Les arguments censés prouver l'impossibilité de nouveaux conflits entre grande puissances dans les prochaines décennies rappellent ceux invoqués dans les années 1880, notamment par Jan Gotlib Bloch.
L’écrasante majorité des figures du débat public français et européen réfutent l’idée que le pire peut à nouveau arriver dans un monde où personne ne veut ruiner les résultats de plusieurs décennies de croissance et de développement, où les grandes puissances militaires n’ont aucun intérêt à utiliser pleinement leur immense potentiel de destruction. Ils devraient s’intéresser aux travaux de Jan Gotlib Bloch (parfois francisé en Jean de Bloch). Cette grande figure industrielle et financière de l’Europe du XIXe siècle, né dans la partie annexée par l’Empire Russe de la Pologne, était aussi un intellectuel pacifiste qui s’est penché sur le futur de la guerre tel qu’on pouvait l’imaginer dans le dernier quart du XIXe siècle. Ses écrits sont largement inconnus, hormis d’une poignée d’experts qui vulgarisent malheureusement peu leurs recherches. Bloch avait mené une réflexion interdisciplinaire, étudiant aussi bien le formidable potentiel des nouvelles sociétés industrielles (technologie, infrastructures, management et organisation du travail, optimisation et massification des processus de production, croissance démographique et urbanisation, modernisation de la finance, extension du commerce international…) que les nouveautés dans le domaine militaire.
Observateur assidu des relations internationales, Jan Gotlib Bloch avait pu voir l’émergence d’un nouveau type de guerre apparu avec les guerres de Crimée et de Sécession se concrétiser plus près de chez lui avec la Guerre des Duchés (1864), la guerre entre la Confédération de l’Allemagne du Nord et l’Autriche (célèbre pour la victoire prussienne à Sadowa en 1866), puis la terrible Guerre de 1870 entre la France et le futur Empire allemand. Dans Impossibilités techniques et économiques d’une guerre entre grandes puissances et surtout La Guerre future aux points de vue technique, économique et politique, il avançait avec des arguments convaincants l’idée qu’un conflit à grande échelle entre des géants comme la France, l’Empire britannique, les Empires centraux d’Allemagne et d’Autriche-Hongrie, l’Empire russe et l’Italie, serait tellement suicidaire ne serait-ce que sur le plan économique qu’elle en devenait impossible, ou en tout cas impensable.
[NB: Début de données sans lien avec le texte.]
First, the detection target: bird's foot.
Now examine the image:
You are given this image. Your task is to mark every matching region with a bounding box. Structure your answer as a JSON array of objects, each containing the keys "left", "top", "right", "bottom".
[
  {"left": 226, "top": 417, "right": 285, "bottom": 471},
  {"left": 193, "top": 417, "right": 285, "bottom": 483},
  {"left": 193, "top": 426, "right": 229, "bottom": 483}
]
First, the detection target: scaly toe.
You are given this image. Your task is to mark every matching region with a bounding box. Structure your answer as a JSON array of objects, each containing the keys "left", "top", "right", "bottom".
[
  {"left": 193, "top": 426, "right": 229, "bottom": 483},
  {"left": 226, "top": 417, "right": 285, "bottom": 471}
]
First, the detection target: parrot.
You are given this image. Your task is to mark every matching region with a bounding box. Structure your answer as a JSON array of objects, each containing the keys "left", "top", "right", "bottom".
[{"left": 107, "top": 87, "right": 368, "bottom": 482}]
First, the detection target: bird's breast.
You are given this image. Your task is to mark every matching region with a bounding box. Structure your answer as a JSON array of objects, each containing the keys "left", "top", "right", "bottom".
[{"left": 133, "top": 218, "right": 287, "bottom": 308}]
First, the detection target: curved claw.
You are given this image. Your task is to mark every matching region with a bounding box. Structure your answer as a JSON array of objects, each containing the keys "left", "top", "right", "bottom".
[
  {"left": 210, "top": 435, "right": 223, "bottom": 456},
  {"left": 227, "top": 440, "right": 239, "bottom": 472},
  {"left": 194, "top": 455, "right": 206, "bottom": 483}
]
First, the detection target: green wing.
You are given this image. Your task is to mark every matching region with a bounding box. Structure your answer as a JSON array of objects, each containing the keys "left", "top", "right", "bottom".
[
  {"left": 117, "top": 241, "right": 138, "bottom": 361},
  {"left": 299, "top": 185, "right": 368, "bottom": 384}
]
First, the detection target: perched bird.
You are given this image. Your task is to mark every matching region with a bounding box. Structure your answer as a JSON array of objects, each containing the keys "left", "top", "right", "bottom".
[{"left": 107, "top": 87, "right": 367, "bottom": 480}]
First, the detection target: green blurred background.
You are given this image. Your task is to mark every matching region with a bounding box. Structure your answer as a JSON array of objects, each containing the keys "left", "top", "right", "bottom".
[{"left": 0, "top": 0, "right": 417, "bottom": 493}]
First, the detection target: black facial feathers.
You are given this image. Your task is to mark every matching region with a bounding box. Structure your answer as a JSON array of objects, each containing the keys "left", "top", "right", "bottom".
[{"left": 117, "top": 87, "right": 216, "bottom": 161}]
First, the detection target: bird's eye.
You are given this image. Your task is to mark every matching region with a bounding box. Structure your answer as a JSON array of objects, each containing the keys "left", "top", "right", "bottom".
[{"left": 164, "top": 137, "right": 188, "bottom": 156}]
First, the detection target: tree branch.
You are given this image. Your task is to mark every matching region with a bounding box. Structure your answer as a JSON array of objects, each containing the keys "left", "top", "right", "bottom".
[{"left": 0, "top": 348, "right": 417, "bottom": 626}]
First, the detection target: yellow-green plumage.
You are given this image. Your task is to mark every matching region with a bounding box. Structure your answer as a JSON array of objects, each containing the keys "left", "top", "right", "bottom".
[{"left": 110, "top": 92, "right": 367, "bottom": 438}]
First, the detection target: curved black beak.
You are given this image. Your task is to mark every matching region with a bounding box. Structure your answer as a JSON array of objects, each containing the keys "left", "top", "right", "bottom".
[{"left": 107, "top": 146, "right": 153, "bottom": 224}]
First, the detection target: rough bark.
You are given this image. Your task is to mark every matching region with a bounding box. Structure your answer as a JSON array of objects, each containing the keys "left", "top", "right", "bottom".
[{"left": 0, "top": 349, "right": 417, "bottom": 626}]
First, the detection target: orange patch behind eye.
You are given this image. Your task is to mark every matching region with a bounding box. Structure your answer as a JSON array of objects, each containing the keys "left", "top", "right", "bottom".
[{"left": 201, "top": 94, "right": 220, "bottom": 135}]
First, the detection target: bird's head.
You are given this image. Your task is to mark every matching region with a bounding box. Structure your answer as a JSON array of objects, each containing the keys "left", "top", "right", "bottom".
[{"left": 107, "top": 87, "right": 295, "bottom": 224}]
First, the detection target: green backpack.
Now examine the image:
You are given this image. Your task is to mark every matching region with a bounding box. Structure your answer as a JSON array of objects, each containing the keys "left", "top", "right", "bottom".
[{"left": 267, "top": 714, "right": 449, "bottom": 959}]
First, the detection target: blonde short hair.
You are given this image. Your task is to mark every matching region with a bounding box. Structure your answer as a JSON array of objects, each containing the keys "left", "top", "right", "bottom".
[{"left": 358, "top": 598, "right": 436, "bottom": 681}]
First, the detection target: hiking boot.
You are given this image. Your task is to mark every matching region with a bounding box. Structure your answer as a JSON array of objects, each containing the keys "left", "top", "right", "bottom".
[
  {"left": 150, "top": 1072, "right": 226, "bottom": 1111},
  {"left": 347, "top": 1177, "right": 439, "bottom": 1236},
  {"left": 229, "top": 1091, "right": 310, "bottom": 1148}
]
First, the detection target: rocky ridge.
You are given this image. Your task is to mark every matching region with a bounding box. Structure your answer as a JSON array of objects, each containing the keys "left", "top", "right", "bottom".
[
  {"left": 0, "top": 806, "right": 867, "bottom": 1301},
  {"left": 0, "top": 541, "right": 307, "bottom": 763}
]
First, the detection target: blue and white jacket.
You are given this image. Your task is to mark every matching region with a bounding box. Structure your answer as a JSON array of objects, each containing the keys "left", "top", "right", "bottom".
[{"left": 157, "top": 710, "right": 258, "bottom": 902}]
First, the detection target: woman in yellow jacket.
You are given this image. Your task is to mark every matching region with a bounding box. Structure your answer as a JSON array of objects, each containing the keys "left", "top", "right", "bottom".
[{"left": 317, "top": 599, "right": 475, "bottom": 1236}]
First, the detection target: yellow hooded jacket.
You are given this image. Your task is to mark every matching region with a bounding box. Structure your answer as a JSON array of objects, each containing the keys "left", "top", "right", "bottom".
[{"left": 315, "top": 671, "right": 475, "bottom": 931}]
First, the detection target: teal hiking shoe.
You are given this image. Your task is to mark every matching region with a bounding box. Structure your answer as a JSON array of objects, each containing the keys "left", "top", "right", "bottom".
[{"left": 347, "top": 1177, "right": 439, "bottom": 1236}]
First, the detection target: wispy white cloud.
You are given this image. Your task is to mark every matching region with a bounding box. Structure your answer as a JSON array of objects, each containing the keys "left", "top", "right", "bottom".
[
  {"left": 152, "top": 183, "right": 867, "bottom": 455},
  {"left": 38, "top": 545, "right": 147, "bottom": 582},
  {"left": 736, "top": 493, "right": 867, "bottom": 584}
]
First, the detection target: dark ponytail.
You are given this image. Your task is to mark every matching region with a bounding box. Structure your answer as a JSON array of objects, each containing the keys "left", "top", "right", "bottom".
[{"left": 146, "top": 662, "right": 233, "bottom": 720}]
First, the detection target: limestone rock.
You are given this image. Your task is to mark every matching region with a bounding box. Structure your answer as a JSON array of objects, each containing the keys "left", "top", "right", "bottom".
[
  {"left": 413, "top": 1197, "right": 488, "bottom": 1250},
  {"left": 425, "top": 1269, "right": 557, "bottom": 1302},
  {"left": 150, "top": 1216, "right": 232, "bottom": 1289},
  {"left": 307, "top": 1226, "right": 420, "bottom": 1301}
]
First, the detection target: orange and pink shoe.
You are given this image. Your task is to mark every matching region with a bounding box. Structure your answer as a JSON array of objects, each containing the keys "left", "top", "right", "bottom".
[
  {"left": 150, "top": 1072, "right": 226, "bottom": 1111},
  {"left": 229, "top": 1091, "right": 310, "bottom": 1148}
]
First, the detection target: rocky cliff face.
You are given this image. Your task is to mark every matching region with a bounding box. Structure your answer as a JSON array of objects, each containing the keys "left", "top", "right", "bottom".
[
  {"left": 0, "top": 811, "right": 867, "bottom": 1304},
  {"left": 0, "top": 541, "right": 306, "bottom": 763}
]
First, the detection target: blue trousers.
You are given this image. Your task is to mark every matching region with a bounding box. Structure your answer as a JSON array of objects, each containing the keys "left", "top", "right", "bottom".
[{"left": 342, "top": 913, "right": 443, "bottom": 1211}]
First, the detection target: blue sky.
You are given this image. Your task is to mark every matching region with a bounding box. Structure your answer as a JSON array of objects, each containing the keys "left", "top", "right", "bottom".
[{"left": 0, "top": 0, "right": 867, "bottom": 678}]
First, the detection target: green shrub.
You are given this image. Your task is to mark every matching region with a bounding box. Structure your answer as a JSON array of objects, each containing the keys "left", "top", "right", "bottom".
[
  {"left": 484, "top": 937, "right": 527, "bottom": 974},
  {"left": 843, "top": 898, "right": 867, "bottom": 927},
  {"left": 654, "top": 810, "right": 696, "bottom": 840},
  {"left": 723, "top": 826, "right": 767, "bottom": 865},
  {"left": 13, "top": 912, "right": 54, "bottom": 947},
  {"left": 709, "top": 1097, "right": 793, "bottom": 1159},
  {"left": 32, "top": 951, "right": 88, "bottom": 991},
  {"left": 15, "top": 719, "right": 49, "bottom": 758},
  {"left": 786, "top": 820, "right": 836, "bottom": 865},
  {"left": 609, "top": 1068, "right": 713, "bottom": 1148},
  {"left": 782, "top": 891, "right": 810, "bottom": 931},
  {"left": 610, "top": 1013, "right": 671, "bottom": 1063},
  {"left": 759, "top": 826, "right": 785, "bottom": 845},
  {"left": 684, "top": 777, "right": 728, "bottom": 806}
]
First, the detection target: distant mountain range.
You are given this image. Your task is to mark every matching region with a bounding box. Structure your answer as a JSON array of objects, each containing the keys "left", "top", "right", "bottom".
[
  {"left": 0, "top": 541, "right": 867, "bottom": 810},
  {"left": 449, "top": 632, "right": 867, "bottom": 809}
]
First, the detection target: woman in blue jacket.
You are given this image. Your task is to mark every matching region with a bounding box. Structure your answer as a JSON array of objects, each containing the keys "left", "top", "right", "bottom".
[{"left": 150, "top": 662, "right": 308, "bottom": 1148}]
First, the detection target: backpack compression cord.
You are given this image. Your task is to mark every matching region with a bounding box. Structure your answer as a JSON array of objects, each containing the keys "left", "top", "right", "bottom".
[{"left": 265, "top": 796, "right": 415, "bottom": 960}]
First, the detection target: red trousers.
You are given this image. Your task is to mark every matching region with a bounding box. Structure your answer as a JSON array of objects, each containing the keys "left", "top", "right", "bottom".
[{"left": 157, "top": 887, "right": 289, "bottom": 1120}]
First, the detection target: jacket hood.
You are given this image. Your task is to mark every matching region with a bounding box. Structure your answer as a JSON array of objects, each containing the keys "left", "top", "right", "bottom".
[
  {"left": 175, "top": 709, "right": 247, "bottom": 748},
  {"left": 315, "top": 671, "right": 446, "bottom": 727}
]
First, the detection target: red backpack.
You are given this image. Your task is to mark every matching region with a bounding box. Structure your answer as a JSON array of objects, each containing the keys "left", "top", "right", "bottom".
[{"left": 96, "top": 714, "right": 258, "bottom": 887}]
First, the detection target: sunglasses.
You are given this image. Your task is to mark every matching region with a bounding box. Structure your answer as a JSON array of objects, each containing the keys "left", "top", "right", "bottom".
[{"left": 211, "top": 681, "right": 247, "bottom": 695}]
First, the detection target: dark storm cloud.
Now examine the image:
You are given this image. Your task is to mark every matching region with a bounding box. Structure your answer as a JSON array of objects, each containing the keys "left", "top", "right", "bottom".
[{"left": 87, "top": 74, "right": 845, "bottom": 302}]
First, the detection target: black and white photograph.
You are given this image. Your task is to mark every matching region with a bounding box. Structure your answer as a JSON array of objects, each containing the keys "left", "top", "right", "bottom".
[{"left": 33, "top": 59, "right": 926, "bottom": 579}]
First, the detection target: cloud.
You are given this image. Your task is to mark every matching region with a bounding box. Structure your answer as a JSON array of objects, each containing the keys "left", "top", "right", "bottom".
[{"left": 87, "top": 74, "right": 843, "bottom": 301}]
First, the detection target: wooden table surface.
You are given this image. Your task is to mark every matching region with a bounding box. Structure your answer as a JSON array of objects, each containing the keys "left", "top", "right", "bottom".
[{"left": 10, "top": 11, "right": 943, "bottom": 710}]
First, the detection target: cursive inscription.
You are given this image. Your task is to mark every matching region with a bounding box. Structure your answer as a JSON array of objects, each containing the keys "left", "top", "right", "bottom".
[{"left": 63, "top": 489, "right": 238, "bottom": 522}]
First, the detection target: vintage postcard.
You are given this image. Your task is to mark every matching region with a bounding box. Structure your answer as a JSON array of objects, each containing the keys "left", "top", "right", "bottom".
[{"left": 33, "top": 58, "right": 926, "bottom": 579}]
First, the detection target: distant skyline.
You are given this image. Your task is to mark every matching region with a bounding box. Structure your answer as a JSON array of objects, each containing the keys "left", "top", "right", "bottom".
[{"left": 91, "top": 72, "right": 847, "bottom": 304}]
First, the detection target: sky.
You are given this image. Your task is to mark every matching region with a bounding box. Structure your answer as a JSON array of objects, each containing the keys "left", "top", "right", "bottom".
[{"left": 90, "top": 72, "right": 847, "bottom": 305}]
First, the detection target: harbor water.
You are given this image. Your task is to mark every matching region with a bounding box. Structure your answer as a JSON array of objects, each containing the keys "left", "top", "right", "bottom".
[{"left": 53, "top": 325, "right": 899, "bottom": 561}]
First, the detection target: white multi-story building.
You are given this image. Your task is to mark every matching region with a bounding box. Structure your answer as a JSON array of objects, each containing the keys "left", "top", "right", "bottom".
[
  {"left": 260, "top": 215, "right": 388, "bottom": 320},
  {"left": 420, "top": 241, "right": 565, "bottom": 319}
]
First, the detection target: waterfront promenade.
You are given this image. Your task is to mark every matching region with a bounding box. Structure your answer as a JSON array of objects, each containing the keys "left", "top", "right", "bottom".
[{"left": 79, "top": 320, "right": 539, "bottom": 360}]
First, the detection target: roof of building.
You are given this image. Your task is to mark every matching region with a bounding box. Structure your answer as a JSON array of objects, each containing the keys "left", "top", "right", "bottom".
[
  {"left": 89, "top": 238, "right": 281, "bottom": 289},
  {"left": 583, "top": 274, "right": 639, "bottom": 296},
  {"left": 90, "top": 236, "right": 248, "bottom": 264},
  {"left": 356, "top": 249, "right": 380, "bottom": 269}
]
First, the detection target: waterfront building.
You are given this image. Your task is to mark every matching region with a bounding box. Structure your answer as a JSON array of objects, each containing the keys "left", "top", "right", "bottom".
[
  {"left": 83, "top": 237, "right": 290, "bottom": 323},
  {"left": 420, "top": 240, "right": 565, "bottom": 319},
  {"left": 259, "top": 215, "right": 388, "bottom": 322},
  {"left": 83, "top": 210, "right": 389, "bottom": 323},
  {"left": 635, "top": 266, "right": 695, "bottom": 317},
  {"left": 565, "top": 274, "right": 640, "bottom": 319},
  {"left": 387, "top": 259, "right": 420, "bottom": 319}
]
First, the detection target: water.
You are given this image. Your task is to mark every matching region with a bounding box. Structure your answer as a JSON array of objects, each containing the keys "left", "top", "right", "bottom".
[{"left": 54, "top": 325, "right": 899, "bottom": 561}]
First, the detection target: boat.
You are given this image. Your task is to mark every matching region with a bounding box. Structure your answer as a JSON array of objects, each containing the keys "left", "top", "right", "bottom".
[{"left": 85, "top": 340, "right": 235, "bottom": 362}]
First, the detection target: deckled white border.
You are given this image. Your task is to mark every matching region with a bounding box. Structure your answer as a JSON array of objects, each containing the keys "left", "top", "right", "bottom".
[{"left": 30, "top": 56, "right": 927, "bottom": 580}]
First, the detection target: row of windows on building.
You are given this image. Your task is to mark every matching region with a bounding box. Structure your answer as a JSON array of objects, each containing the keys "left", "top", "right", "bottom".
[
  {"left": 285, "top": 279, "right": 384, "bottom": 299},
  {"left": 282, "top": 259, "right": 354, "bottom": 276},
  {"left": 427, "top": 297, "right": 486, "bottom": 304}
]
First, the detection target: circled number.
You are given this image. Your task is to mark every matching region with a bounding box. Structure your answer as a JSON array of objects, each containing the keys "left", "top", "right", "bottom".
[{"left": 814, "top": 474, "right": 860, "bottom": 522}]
Nous avons vu plus haut que la mondialisation est aujourd’hui vue par beaucoup comme un obstacle aux grands conflits. Le commerce international dans les années 1900-1910 avait pourtant, malgré les divers épisodes de protectionnisme, les tensions géopolitiques et l’insuffisance de certaines infrastructures, ouvert la voie à ce que de nombreux historiens considèrent comme une mondialisation aboutie. Si comme évoqué plus tôt « le commerce adoucit les mœurs » (on dit même que l’armée française continuait à habiller ses soldats avec des pantalons garance car elle achetait la teinture aux Allemands, ce qui équivalait à un geste de paix), celui-ci avait en tout cas créé un niveau d’interdépendance suffisamment fort pour que les principaux partenaires commerciaux n’aient pratiquement aucun intérêt à se faire la guerre. N’est-ce pas encore une fois l’un des arguments avancés pour décrédibiliser l’hypothèse d’un conflit entre les pays moteurs de la mondialisation, ou un conflit entre pays d’importance moindre mais capables de déstabiliser l’organisation du commerce international ?
À la Belle Époque, il était clair que l’ampleur de la productivité industrielle, l’explosion de la taille des villes et la démultiplication de la main-d’œuvre devaient aussi conduire à une industrialisation rapide des conflits : Bloch a vu juste lorsqu’il imaginait les grandes puissances mettre à contribution des millions d’ouvriers (ou plutôt d’ouvrières du fait de la mobilisation) pour produire en quantité astronomique armes et munitions. Mais il s’est hélas trompé en croyant que la perspective de transformer la guerre en une gigantesque compétition industrielle, où les obus pleuvraient par milliards et où les hommes mourraient par millions, où des villes immenses seraient réduites en océans de ruines et des sociétés prospères plongées dans la pénurie, serait trop rebutante. Il s’est également trompé en croyant (ou en voulant croire) que les terrifiants progrès de l’armement (cadence de tir et maniabilité des fusils, puissance de feu de l’artillerie, développement d’armes nouvelles de la mitrailleuse aux gaz de combat…) auraient un aspect dissuasif. Beaucoup de gens ont cru, à partir des années 1880, que le potentiel destructeur d’armes sans cesse améliorées interdirait toute tentative de s’en servir un jour. Un discours que l’on semble entendre aujourd’hui encore. Certes, la puissance diabolique des armes nucléaires actuelles n’a rien à voir avec la puissance de feu d’un canon Krupp, d’une mitrailleuse gatling ou de fusils Lebel ou Dreyse, pour prendre des exemples d’armes de la Belle-Époque, et leur emploi reste peu probable. Il y a en effet une différence entre saigner à blanc toute une classe d’âge masculine comme au cours de la Grande Guerre, et compromettre l’existence terrestre de l’humanité. Mais n’allons pas croire que la dissuasion nucléaire, qui nous a jusqu’ici évité sans doute bien des malheurs, suffise à elle seule à empêcher les puissances militaires de demain d’utiliser leur arsenal conventionnel dans des proportions dignes des affrontements du passé.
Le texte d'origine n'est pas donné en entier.